# Transparent Case



## gullducott (Apr 15, 2005)

I have been thinking about getting a transparent case for a while now. I quite like the idea of being able to see all my cool components. All those that I have seen are impressive but clearly this is not your bog standard component.

Well, I thought, chances are if there are any issues with them someone will have already come accross them, so of course read some reviews to get a feeling of whats involved. Even though most people seemed happy with the results, it was quite clear there is a fair amount of work involved in setting them up... Not too much of a problem, I was never one to shy a way from a bit of work and would probably enjoy it anyway. What was more disconcerting is that a couple of the builders mentioned that in order to change the motherboard (or some other components) the case would have to be dismatled. This is something I definately don't fancy as it is rare a month goes by and my case hasn't been opened for some reason. 

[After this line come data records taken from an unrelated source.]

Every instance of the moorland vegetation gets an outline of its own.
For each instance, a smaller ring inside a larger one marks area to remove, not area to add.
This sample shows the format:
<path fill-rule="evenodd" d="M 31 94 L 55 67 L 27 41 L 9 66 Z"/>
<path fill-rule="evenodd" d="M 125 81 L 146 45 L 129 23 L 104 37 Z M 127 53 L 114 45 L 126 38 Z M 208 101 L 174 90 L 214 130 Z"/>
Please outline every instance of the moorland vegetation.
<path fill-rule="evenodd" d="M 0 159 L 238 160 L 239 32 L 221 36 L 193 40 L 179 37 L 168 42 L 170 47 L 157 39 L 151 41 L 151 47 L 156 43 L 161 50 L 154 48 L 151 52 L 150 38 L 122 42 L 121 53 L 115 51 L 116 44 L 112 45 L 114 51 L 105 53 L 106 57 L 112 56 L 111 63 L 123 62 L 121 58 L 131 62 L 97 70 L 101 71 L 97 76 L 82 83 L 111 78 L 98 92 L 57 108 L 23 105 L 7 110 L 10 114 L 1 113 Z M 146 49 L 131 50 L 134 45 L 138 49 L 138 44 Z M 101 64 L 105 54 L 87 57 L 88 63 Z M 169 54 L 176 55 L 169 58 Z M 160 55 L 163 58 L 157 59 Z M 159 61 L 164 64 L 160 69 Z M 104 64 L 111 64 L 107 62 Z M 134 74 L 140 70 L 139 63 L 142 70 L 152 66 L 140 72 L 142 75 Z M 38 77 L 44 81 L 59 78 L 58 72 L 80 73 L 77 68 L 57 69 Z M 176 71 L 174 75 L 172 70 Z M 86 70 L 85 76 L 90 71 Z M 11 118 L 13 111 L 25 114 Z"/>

It also made me wonder just how much dissassembly has to take place to say... change the graphics card or even add more memory. In short; is it the case (no pun intended) that once built you are stuck with attractive transparent observatory, that requires a trip to the toolshed just to change a fan or heatsink! Or could it just be some cases are like this some aren't, or some perhaps just didn't happen to notice this shortcoming. At any rate it would be nice to know before hand.

Thanks as always.


----------



## Sarkast (Sep 12, 2004)

I really dont see why you need to take the whole case apart to change a graphics card or memory. Just like with regular case for jobs like that you take the side panel off and do what you need to do.

One of the things that kept me from a clear case is the fact that you have to be so damn careful not to scratch anything - as the acrylic scratches too easily. I have a clear side window and just the smallest scratch drives me nuts - couldnt tolerate myself if the whole case was like that. :wink:


----------



## jimscreechy (Jan 7, 2005)

I looked into buying a clear case and this was indeed the case Mr Ducott.. (Cardassian isn't it) Anyway, the problem with it (the one I saw) was that the side panel was a integral part of the construction. Unlike a normal case with just two screws at the back, it took about 16 to 20 screws to secure it and this is no laughing matter. Additionally, there was no motherboard base plate so changing the MB did indeed involve dismantling the whole case.

You could probably change a few componets without taking the whole thing apart, but not too many.

Also the disk drives and powersupply are not in the normal position so you will have to dismantle to change these; god help you if you have as many disk failures as I do.

Nope not finished yet! There is also the issue of static build up in such a setup. This is not normally the case (no pun intended either) with metal enclosures. You will definately have to earth yourself when messing around with this baby and beware also that perspex provides no EM shielding. ... Not looking so favourable now is it. 

Well, I decided to forgo the Acrylic case, though I do agree with you that they are visually impressive I can't see the hassle as justified.


----------



## Nemesis (Nov 13, 2003)

I did have a clear case, for about 3 months then i got annoyed with it and switched back to my old one. The problem was the unsightly dust and its hard to hide wires anywhere! Like sarkast said, the scratches too. When i got it out of the box, the acrylic already had some scratches on it. I was also paranoid of it getting knocked over or breaking somehow. But, they do look nice if they are maintained.

if you do get one, dont buy from logisys for one. it was horribly built. Most screws didnt even line up and the motherboard screws holes were not even lined up.


----------



## PDonahoe (Feb 4, 2005)

gullducott,

If you are still interested in a transparent case after the negative reviews you received, here is one already built for you:

http://www.coolerguys.com/840556056539.html


----------



## gullducott (Apr 15, 2005)

Thanks for the replies guys. Pdonahoe, that case does look great and preassmbly definately appeals. I will see if they have a UK retailer.

Nemesis, that is such a good point I never even considered. Though I did see in another post in this forum that someone effectively erradicated dust using a stocking (thats panyhose to the yanks) as an air filter on the fans and vents. I could give it a go, I could end up with the sexiest case in town!


----------



## jimscreechy (Jan 7, 2005)

Yes very good point, and on that point remember that even if you do use filters and it does stop dust from getting on your components, you will still have to open up and clean the filters out. the amount of dust moving with the airflow isn't reduced it is just trapped by the filters.


----------



## prie$t (Sep 16, 2004)

i have a fully perspex case ill post some pics when i get time but if you interested in getting one they can be quite high maintance with mine anyway its a pain if your wanting to take a drive bay out you basically have to take the whole thing apart and they seem to attract alot of dust plus you cant really move them around the same as your standard case and mine weighs a tonne.


but i think it still looks cool


----------